Here are the French seams.
First you have to sew the pieces together, wrong sides together, with a seam allowance of about 1/4 inch. Then you trim the raw edges down to less than 1/4 inch. Then you iron the seam and fold the pieces with the right sides together, encasing the raw edges.
Then you sew the seam again, at about 3/8 of an inch, so you get the full 5/8 seam allowance, with the right sides together, so you end up with the raw edges enclosed in the seam itself.
Here's what it looks like, finished and pressed, from the right and the wrong sides.
The bodice is gathered where it meets the midriff and from what I learned with the prom dresses, I now gather by hand. I simply sew a long, running stitch along the gather line and it is just easier to gather up than a machine sewn line.

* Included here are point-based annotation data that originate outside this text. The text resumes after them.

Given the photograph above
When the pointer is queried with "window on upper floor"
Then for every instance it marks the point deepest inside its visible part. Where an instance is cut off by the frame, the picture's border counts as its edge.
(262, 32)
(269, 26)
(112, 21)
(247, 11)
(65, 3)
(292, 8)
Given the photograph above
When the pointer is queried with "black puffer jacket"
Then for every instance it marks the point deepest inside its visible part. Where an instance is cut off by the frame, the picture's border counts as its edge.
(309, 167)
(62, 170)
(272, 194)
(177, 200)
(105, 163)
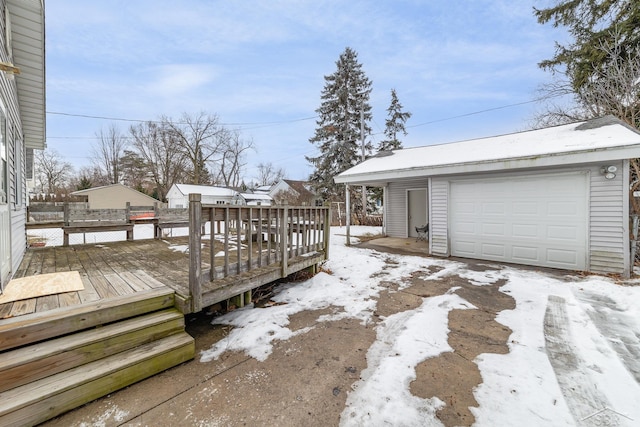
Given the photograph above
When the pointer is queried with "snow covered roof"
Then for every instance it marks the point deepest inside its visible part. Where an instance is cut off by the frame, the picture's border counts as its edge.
(205, 190)
(597, 140)
(256, 196)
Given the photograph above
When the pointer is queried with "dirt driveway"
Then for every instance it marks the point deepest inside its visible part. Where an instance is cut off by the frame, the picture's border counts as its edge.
(306, 378)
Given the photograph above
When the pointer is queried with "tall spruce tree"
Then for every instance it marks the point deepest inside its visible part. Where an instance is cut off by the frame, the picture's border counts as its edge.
(394, 125)
(338, 128)
(591, 24)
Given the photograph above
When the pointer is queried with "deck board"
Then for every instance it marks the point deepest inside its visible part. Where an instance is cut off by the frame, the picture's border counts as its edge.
(120, 268)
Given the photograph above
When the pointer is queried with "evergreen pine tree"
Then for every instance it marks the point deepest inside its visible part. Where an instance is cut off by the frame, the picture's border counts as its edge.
(394, 124)
(338, 132)
(591, 24)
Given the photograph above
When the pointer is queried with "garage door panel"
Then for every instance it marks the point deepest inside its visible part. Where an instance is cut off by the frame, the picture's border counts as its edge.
(536, 220)
(466, 227)
(493, 229)
(525, 231)
(493, 250)
(559, 257)
(562, 209)
(564, 232)
(525, 208)
(493, 208)
(465, 248)
(526, 254)
(465, 207)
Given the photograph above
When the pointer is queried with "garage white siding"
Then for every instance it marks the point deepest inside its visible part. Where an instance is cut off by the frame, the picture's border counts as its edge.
(397, 206)
(438, 221)
(609, 221)
(536, 220)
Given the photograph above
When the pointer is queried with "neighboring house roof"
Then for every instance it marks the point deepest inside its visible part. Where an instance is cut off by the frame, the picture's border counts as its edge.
(263, 189)
(28, 45)
(256, 197)
(205, 190)
(597, 140)
(302, 187)
(110, 186)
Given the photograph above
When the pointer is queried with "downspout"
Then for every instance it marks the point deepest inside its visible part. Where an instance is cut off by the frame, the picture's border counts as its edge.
(384, 208)
(348, 213)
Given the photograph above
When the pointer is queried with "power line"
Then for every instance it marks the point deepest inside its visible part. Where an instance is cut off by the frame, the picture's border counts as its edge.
(87, 116)
(258, 125)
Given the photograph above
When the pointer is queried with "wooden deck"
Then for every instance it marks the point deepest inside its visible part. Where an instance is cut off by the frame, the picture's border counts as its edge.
(107, 270)
(114, 269)
(60, 351)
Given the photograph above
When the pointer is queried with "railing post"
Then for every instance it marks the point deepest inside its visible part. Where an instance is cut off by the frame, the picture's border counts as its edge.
(195, 251)
(284, 244)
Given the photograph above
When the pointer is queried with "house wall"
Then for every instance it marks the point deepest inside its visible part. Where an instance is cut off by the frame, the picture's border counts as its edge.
(608, 201)
(15, 151)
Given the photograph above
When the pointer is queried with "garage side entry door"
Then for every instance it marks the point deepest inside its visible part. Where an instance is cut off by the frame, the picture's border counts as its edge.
(534, 220)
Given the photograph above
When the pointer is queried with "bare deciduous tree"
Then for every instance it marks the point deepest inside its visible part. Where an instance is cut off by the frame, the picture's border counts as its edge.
(613, 90)
(52, 171)
(163, 156)
(108, 151)
(230, 167)
(199, 138)
(268, 174)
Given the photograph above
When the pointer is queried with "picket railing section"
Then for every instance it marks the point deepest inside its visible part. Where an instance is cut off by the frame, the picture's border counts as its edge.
(251, 237)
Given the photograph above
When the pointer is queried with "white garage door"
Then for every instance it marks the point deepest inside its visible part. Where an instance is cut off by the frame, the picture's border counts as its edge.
(534, 220)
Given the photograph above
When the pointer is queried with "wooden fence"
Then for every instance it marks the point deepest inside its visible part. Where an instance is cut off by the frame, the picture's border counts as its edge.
(252, 238)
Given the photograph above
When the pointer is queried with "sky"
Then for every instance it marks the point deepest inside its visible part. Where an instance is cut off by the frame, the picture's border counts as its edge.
(463, 69)
(522, 387)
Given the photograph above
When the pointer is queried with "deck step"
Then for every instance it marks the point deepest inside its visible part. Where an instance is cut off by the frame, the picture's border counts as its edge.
(41, 400)
(31, 363)
(22, 330)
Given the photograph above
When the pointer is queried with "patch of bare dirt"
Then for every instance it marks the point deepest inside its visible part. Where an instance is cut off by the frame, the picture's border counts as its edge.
(452, 376)
(306, 379)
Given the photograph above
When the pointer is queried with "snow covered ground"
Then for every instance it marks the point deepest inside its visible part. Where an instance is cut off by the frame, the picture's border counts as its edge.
(574, 354)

The bodice also gathers into the yokes that form the shoulders. This is the back, which has a Vee where the yokes meet the gathered part of the bodice. I've got one of the yokes up and one down, just to show the construction a bit.
I am also noticing that I am going to have to be a lot more picky when I make the real gala dress. I put the ruler in the photo because the stitching line is supposed to be 5/8 inch (1.5 cm) from the end of this point on the yoke and from each edge and I am out of alignment. I think I will have to make accurate tailor tacks on the real dress, to ensure that the dots all line up.
This looks like a jumble of pieces (there are three) all coming together at one point.
Here is the bodice with the yokes coming together at the gathered parts from another angle. This time, I have got the yoke facings sew on as well, so now I have all sorts of pieces all converging.
I have sewn the yoke facings down by hand on the inside. This is what the bodice looks like, draping on the judy, from the back.
Here is the bodice from the front. It looks like the Vee in the front will be quite low. I am not sure if this will be too low. For this dress (muslin), should I wear it, I may have to put a triangle of fabric in the front, like a camisole - or just wear a camisole under it. I am now thinking of how I would alter the pattern to prevent this from happening when I make the real dress. I can't just hike it up at the shoulder seams because then the midriff will be too high. I want the seam line where the midriff meets the bodice to be right at the bra band line.